Immigrants run behind a moving train, grab a ladder on the side of it, then pull themselves up on top of the moving train. They ride on top of it for several days.

The trains are often attacked by gangs, who take everything from the people riding on top. If they find a written phone number anywhere on the person, they’ll kidnap them and call the number until they reach someone who can pay to have them released. If they can’t reach anyone, they’ll simply kill them.

So why do this? For work. No other reason. Let’s not pretend that anyone crosses a whole country on top of a train, risking rape, assault, murder, robbery and kidnapping and then walks five days through a desert because they’re lazy.

This terrorist/drug dealer argument is too ridiculous to even dignify.
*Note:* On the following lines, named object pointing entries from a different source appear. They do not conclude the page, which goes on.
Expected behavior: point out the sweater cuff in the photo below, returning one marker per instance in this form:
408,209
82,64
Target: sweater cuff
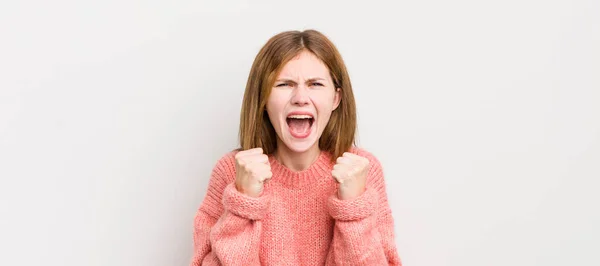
245,206
354,209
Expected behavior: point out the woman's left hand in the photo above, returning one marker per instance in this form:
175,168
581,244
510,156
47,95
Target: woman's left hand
350,171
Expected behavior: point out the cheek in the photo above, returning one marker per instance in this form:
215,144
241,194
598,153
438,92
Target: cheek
275,106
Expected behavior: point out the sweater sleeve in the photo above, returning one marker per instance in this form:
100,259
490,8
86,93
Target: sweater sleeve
227,226
364,227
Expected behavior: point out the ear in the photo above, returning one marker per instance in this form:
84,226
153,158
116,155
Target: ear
337,98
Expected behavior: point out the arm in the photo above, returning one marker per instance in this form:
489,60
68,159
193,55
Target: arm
364,227
227,226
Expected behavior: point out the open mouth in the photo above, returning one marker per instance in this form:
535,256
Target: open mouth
300,125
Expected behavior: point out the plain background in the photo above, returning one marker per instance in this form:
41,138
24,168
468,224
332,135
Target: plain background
484,114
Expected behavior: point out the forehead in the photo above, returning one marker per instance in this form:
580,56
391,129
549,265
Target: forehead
304,65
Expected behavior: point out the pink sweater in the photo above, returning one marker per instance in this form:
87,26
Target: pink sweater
298,220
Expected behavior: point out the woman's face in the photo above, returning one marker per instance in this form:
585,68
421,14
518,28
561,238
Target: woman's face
301,102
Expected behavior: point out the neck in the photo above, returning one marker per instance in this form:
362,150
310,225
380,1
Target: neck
297,161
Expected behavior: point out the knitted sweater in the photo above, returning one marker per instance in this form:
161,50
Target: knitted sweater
298,220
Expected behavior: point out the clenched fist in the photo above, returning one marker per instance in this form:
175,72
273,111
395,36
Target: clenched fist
350,171
252,168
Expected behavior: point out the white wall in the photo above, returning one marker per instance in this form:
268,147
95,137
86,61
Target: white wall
485,115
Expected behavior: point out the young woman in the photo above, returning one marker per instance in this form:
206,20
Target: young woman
297,192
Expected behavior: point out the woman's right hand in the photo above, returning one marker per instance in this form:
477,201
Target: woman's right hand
252,168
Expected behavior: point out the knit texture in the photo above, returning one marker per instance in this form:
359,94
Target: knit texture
298,220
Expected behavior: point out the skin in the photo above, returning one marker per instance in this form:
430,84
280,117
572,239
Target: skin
304,84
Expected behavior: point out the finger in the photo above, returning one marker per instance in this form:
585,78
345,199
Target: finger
343,160
249,152
257,158
337,175
260,167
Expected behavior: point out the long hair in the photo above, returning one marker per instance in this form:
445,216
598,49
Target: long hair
256,129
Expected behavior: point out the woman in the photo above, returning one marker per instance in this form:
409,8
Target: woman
297,192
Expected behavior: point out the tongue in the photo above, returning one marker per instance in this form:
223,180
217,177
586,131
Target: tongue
299,126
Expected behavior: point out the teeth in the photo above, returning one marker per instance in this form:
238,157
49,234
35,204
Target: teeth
300,116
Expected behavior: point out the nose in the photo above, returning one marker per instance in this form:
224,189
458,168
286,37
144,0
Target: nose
300,96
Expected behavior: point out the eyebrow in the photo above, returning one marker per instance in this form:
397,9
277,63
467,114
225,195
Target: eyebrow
308,80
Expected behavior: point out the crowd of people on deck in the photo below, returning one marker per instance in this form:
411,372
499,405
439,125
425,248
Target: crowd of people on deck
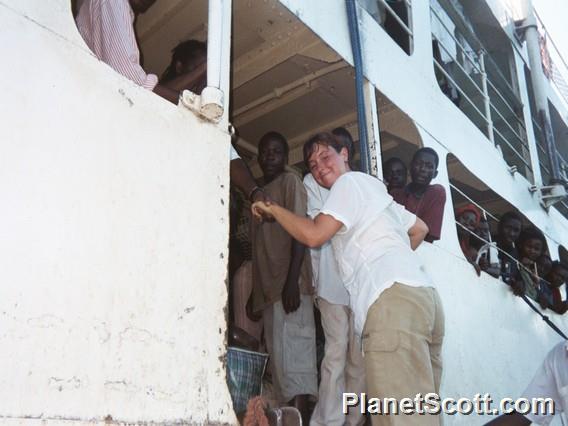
340,240
518,255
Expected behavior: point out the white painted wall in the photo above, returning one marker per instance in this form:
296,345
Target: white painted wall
113,242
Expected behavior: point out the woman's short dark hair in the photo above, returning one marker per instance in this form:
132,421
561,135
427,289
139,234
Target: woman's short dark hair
531,233
322,138
510,215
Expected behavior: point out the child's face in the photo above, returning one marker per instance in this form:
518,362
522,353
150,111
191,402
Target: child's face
272,158
423,169
558,276
531,249
483,231
511,230
395,175
544,266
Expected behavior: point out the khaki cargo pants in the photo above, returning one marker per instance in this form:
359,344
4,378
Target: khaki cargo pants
402,345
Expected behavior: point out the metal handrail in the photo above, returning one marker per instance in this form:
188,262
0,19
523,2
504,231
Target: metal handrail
476,41
482,115
473,202
519,137
461,67
456,40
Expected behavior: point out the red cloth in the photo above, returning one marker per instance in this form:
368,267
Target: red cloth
556,295
429,207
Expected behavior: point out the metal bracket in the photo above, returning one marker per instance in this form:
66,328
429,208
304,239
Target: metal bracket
209,105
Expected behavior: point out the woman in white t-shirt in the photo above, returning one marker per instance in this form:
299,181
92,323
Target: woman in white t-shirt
397,311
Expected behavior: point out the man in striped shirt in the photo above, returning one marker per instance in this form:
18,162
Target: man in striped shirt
107,26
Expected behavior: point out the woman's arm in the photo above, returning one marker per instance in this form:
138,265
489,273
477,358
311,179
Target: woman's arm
312,233
417,233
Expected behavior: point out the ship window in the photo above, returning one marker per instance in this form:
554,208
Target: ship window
158,31
470,194
398,134
474,66
395,17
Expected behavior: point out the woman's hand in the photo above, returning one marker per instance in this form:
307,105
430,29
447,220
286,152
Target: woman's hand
262,210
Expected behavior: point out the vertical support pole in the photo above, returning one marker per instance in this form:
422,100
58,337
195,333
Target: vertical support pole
541,94
486,99
354,36
533,154
212,97
373,130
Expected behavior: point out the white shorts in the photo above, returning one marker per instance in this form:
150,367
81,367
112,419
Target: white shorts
291,343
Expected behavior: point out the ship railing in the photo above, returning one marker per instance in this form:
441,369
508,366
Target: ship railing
510,258
494,113
468,32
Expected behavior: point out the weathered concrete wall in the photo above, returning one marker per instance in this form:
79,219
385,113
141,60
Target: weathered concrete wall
113,243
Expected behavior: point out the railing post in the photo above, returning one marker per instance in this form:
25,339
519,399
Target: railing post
373,130
486,99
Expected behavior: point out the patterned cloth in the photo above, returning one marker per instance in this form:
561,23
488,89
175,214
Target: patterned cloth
244,376
107,26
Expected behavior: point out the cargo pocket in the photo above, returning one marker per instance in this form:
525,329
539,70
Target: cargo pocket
563,393
299,349
381,341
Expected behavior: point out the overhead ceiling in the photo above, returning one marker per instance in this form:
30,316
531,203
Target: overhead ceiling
283,76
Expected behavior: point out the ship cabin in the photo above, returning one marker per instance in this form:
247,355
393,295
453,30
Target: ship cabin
117,202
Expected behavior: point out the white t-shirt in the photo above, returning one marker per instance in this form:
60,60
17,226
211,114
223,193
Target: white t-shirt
551,381
372,247
327,279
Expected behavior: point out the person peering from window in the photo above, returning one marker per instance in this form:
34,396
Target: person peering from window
557,278
510,227
468,218
543,265
421,197
532,245
394,174
487,254
187,57
107,26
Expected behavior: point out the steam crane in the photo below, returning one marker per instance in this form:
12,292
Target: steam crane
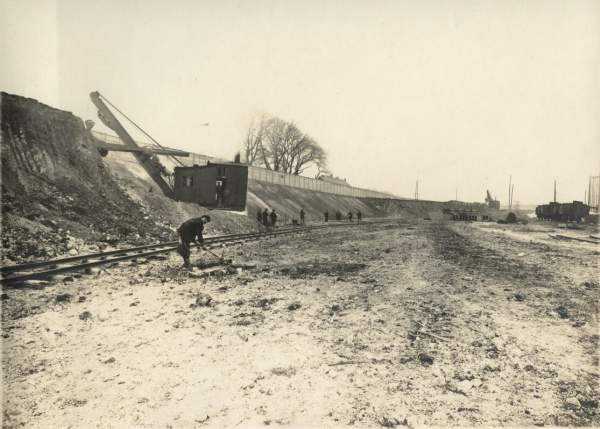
220,185
145,156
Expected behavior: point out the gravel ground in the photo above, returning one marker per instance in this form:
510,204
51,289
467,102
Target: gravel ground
404,324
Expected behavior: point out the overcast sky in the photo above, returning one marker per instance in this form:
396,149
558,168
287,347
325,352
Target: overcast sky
460,94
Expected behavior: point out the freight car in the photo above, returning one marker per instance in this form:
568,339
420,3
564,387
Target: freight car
563,212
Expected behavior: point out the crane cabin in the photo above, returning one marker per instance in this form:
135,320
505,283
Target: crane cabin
215,185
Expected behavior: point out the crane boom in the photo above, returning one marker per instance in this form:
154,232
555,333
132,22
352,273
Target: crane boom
150,164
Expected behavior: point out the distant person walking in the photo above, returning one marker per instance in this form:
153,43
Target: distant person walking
191,231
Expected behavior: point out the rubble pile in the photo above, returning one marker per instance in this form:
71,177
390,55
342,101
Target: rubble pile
56,189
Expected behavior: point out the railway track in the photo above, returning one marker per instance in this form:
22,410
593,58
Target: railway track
16,275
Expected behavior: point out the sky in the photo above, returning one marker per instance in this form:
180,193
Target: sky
458,95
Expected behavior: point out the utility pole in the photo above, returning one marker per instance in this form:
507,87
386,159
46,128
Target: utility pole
509,191
512,194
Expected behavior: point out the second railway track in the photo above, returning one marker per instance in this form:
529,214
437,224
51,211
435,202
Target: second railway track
15,275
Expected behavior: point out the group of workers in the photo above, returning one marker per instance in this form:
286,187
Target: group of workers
266,219
191,231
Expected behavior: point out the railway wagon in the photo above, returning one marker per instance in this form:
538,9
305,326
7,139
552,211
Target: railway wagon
563,212
215,185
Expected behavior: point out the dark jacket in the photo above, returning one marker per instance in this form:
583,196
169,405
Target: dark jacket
192,229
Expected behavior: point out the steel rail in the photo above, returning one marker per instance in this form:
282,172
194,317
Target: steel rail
103,258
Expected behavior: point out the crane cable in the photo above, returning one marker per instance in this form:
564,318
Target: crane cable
139,128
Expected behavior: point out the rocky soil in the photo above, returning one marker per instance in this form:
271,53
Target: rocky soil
406,324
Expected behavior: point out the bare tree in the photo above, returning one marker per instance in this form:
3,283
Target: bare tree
252,143
279,145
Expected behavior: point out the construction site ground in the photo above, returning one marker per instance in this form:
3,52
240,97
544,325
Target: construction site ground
407,323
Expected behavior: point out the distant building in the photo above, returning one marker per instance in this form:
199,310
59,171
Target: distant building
334,180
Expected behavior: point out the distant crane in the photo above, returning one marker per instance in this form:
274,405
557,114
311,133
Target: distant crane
491,202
So I’ll keep this brief.

Point one: Every single one of the 9/11 terrorists were in this country legally. The guy who tried to bomb Times Square last year was a Pakistani-born U.S. citizen. Timothy McVeigh, Ted Kaczynski and that guy who flew a plane into an IRS building were all white men born in the U.S.

Immigration law has nothing to do with terrorism.

And drug violence? It can be disproved with one simple fact: Last year, there were more than 3,000 murders in Juárez. In El Paso, right across the river from Juárez, there were three, all related to domestic disputes.

This, in itself, conclusively disproves the idea of “crossover violence.”

Now, let’s consider for a moment the fact that a lot of people here illegally were brought here by their parents when they were infants. A lot of people grew up in this country, speak English as well or better than Spanish, and would be immediately pegged as gringos in Mexico because of their American haircuts, mannerisms and style of dress.

These people are as American as you and me. There’s no question of that. And yet, a lot of them have been living here illegally their whole lives.

This is because getting your citizenship papers in order, if you’re living in this situation, is no easy task. It opens you up to the possibility of being deported (because you have to admit that you’re not here legally) and it’s often expensive. So a lot of people never do it.

Perhaps worse than Martinez’ executive order is the movement to deny people birthright citizenship. Right-wing groups in Arizona, Texas, New Mexico and many other states want to modify the U.S. Constitution so that being born here would not automatically make you a U.S. citizen.

This is a grave human rights issue. People born to illegal-immigrant parents in countries without birthright-citizenship laws are generally illegal everywhere.

If you’re born in the U.S., Mexico is not going to consider you a citizen of Mexico. So, if the U.S. government doesn’t consider you a citizen either, you’re a citizen of nowhere. Meaning that no matter where you are, for the rest of your life, you’re considered illegal. You will never work legally anywhere. You will never have a legal I.D. In the eyes of the government of whatever country you happen to be in. You won’t exist.

It’s important to consider that this is through no fault of your own, since a person obviously cannot choose where they’re born.
Let’s stop pretending this is about national security. These anti-immigrant movements, these anti-immigrant bills and executive orders, boil down to xenophobia. Plain and simple.

It’s time to move beyond these racist ideas and accept that people are going to keep moving to this country as long as we continue offering them jobs.

After all, if the immigration laws were the same 150 years ago as they are today, my family would have been illegals in this country, too. And how many of us can honestly deny that?